Browsing The Letters of J. R. R. Tolkien yesterday, I came across two passages of interest. The first, from letter 209 to Robert Murray, S.J. (4 May 1958) relates to my previous posts on 'enthusiasm':
"We do not know the 'original' meaning of any word, still less the meaning of its basic element (sc. the part it shares with or seems to share with other related words: once called its 'root'): there is always a lost past. Thus we do not know the original meaning of θεος or deus or god. We can, of course, make some guesses about the formation of these quite distinct words, and then try to generalize a basic meaning from the senses shown by their relatives - but I do not think we shall necessarily by that way get any nearer to the idea 'god' at any actual moment in any language using one of those words. It is an odd fact that English dizzy (olim dysig) and giddy (olim gydig) seem related to θεος and god respectively. In English they once meant 'irrational', and now 'vertiginous', but that does not help much (except to cause us to reflect that there was a long past before θεος or god reached their forms or senses and equally queer changes may have gone on in unrecorded ages). We may, of course, guess that we have a romte effect of primitive ideas of 'inspiration' (to the 18th C an enthusiast was much what an Anglo-Saxon would have called a dysiga! But that is not of much theological use? We are faced by endless minute parallels to the mystery of the incarnation. Is not the idea of god ultimately independent of the ways by which a word for it has come to be?..."
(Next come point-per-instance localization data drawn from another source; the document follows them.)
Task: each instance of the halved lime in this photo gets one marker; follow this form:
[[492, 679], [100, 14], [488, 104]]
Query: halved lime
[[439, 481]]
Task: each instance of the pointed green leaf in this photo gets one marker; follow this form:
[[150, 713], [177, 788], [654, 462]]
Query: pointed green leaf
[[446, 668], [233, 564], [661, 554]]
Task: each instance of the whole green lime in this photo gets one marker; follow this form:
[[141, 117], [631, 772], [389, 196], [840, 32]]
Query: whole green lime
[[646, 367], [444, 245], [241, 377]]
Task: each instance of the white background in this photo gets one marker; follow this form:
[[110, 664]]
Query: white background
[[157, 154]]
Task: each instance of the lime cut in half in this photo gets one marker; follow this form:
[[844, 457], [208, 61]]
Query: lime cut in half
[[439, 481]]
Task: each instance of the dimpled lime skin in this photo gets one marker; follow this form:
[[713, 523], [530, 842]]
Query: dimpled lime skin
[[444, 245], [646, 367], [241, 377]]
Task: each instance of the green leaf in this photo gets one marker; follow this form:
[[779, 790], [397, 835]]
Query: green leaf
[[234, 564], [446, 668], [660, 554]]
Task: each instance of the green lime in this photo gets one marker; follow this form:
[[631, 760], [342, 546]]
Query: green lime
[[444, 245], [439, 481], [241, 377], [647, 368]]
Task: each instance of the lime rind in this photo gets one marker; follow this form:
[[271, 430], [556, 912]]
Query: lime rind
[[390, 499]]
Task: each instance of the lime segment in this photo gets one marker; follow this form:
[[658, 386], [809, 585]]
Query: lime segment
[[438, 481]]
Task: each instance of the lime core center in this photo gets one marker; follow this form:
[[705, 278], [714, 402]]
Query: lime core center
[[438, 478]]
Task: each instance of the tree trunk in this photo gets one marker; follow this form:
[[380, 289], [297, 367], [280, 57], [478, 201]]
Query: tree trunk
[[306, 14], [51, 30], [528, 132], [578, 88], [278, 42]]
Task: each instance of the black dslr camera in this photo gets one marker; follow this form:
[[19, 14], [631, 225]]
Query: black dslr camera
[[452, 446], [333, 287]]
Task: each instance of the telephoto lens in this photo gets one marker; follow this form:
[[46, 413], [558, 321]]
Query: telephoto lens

In addition to the brief comment about enthusiasm, the passage is interesting for its (more or less) Augustinian view of language.
The second passage is on synonyms. In the course of arguing that children should be exposed to a richer vocabulary than they often are, he notes:
"And the meaning of fine words cannot be made 'obvious', for it is not obvious to any one: least of all to adults, who have stopped listening to the sound because they think they know the meaning. They think argent 'means' silver. But it does not. It and silver have a reference to x or chem. Ag, but in each x is clothed in a totally idfferent phonetic incarnation: x+y or x+z; and these do not have the same meaning, not only because they sound different and so arouse different responses, but also because they are not in fact used when talking about Ag. in the same way. It is better, I think, at any rate to begin with, to hear 'argent' as a sound only (z without x) in a poetic context, than to think 'it only means silver'. There is some chance then that you may like it for itself, and later learn to appreciate the heraldic overtones it has, in addition to its own peculiar sound, which 'silver' has not."
This second passage is from letter 234 to Jane Neave. (The references are to The Letters of J. R. R. Tolkien, Carpenter and [Christopher] Tolkien, eds., Harpor Collins: London, 1990.)